我以為自己的這個舉動很突然,但當我拉下蕭莫言的時候,老嫖已經搶占了一個身位,站在蕭莫言的前面,根本沒用任何語言的交流,老嫖便拽住蕭莫言的另一只手向前跑。
兩個人分別拽著蕭莫言的兩只手,其實這樣跑的并不快,但眼下我們考慮的并不是跑的快慢的問題,而是怕魔鬼般的黑霧將她再次拉離地面。
剛一跑起來,燈碗中的火苗就熄滅了,眼前一片漆黑,還好這個地方夠寬,我們離這邊的墻壁也很近,雖說眼睛看不到墻壁,但隱約的也能感覺到墻壁的準確方位,不至于擔心撞到墻壁,便一路勇往直前的跑去。
狂奔之下,根本就沒有想過這里到底有多長,跑了不到50步遠,就聽老嫖那面咣當一聲,好像是撞到了什么,那聲音特別的有顫感,幾乎要把我的耳朵震聾了。
等我緩過神來,想停下來,已經為時已晚,整個人不知和什么硬物相撞在一起,就聽一聲悶響,我便被彈出兩米開外,當即燈碗和蕭莫言都脫手了,這完全是我自身的彈力造成的,因為我感覺到前面的東西是硬物,并沒有任何的彈力。

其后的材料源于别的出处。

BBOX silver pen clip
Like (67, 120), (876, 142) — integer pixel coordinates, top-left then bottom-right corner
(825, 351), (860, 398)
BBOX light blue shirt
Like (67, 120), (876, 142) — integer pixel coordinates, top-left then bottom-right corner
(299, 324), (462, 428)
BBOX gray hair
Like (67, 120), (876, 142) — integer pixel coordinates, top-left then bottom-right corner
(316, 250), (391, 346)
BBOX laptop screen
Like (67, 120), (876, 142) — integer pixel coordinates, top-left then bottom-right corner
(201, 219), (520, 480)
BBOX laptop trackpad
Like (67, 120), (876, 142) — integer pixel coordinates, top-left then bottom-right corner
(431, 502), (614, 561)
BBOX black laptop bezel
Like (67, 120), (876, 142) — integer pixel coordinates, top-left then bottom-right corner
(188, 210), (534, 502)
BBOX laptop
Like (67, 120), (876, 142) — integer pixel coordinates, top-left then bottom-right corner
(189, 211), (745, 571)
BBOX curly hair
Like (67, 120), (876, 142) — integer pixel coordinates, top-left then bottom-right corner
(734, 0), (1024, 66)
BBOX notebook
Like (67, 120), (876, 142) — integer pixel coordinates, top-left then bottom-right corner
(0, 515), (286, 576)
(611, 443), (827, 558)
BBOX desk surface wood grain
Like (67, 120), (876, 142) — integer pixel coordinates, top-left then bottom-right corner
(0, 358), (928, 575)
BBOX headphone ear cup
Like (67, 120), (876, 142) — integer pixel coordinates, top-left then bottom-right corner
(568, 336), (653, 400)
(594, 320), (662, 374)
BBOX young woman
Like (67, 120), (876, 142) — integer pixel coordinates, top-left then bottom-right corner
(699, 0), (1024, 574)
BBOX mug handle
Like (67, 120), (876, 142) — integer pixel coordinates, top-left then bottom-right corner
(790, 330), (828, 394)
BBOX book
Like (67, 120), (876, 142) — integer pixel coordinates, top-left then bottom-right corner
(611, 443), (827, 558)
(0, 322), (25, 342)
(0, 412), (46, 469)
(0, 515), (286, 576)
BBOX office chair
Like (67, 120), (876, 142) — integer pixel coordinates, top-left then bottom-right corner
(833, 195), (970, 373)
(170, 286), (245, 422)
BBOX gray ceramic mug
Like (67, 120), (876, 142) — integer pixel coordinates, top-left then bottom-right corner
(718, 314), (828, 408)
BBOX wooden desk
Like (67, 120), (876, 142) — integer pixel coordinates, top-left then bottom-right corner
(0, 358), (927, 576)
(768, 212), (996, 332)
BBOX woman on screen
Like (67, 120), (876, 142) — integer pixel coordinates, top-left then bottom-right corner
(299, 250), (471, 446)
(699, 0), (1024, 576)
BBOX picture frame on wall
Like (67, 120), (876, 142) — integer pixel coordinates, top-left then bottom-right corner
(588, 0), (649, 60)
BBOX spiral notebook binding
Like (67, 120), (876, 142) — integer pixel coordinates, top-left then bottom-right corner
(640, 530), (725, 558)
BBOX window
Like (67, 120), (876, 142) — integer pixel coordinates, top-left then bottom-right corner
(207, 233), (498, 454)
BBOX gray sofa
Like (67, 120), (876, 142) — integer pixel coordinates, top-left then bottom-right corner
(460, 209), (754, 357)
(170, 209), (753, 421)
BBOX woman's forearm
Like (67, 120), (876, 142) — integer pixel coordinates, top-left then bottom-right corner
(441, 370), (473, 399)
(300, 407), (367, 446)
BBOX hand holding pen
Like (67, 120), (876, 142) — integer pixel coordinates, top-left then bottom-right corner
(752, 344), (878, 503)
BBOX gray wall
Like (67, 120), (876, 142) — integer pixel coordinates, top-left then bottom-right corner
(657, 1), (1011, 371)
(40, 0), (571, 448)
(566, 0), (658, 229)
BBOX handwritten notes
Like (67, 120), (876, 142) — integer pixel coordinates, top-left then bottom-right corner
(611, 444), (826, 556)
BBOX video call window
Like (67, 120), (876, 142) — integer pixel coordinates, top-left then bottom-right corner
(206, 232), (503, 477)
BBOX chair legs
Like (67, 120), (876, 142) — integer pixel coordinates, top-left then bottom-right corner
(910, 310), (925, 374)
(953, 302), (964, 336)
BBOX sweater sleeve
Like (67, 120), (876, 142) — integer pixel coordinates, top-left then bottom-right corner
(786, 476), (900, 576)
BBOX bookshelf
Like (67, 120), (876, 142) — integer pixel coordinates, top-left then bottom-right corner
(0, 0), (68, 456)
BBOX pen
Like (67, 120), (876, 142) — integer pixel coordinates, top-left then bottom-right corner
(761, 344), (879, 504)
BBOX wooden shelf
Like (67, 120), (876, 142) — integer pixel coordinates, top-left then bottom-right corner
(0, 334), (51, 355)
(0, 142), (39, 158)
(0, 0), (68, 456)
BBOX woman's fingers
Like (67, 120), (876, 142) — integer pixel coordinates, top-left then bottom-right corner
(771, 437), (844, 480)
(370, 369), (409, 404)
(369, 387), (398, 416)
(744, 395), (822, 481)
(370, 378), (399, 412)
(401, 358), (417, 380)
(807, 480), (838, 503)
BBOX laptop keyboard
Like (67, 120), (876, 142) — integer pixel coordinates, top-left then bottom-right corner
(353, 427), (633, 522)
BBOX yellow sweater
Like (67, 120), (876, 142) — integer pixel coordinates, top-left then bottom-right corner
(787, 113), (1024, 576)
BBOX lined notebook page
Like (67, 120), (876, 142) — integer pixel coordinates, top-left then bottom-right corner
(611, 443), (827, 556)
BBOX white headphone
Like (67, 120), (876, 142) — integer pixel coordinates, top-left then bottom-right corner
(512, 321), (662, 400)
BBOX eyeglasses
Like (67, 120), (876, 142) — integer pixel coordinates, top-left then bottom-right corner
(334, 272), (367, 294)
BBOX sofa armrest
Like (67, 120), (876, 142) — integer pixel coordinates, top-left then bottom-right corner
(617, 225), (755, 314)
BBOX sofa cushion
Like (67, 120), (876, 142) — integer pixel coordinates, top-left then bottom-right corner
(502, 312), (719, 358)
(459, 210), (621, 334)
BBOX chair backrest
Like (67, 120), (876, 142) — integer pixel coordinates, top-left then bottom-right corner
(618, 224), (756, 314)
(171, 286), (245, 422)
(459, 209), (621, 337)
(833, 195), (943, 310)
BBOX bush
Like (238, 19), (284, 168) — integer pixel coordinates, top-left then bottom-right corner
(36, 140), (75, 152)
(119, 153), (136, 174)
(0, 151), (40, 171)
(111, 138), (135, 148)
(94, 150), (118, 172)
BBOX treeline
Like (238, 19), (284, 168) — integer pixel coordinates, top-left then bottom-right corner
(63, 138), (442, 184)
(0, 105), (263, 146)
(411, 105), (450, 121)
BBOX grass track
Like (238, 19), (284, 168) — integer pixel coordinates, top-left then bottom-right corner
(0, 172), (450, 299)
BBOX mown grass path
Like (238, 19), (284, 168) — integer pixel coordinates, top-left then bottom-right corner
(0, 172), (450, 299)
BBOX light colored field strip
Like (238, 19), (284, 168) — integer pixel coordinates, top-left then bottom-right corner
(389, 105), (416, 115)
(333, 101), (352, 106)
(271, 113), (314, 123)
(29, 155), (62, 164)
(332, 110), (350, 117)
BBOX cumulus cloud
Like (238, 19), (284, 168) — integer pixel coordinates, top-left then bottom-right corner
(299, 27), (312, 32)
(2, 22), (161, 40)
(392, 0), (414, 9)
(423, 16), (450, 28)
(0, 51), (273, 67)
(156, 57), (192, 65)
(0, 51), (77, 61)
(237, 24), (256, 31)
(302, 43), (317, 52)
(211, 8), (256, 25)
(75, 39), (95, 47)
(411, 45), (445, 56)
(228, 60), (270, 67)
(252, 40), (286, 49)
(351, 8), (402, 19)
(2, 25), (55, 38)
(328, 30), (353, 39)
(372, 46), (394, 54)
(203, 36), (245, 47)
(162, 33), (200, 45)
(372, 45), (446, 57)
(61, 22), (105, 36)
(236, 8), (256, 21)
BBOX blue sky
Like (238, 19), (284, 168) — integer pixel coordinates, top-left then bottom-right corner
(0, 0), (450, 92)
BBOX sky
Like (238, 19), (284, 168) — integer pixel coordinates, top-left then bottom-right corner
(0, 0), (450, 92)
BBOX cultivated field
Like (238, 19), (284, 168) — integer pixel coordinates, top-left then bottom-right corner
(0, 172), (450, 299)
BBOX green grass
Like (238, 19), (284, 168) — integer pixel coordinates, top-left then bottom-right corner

雖然我們都撞得不輕,但并沒有被撞糊涂,三個人跌跌撞撞地站起身來,老嫖率先把打火機打著了,找到燈碗點亮后看看我們,然后去照前面的物體。
前面是一面凹凸不平的石壁,和我們剛才看得那面石壁是同一石質,都是暗黑色的那種石頭。唯一不同的是,前面的石壁非常的不規整,不像那邊石壁光滑。
我撞到的是這面凹凸不平的石壁,而老嫖撞到的卻不是石壁,老嫖那面出現了一個鐵門,他是直接撞到鐵門上的,怪不得咣當一聲,震得我耳根子都麻了。
我一眼便看出這道鐵門的材質了,這是和我們在溶洞上面那塊鐵板一樣的材質,顏色和形態也極其的相像。可讓我不解的是,那邊放著的半扇門并不是這里的,這里的兩扇門都在。
就在我和老嫖都關注這道鐵門的時候,我就感覺到緊貼在我旁邊的蕭莫言在哆嗦。
她的這種哆嗦的程度,并不是因為冷的顫抖,而是一種懼怕的抽搐。
我連忙轉身去看蕭莫言,只見她兩眼正盯著凹凸不平的石壁上,全身都在顫抖,就連上下牙都打著冷戰。我不知道她這是怎么了,立刻順著她看得地方看去。
只見凹凸不平的墻壁上,顯現出了我們三個的景象,同時也顯現出了魔鬼黑霧的景象。
那魔鬼黑霧竟然還抓在蕭莫言的脖子上,看到這一幕,我真想把蕭莫言的眼睛擋上,畢竟魔鬼黑霧是出現在她身上,此刻她的恐懼感一定比我們高出幾百倍。
我拽了一下老嫖,讓他看石壁,老嫖剛看一眼,便深吸了一口冷氣。
真想不到,我們這么跑都沒有甩掉魔鬼黑霧,眼前已經沒有去路了,我們不可能再向前跑了,而那魔鬼黑霧卻沒有離開蕭莫言,也許是我低估了它,沒想到它竟然跟了過來。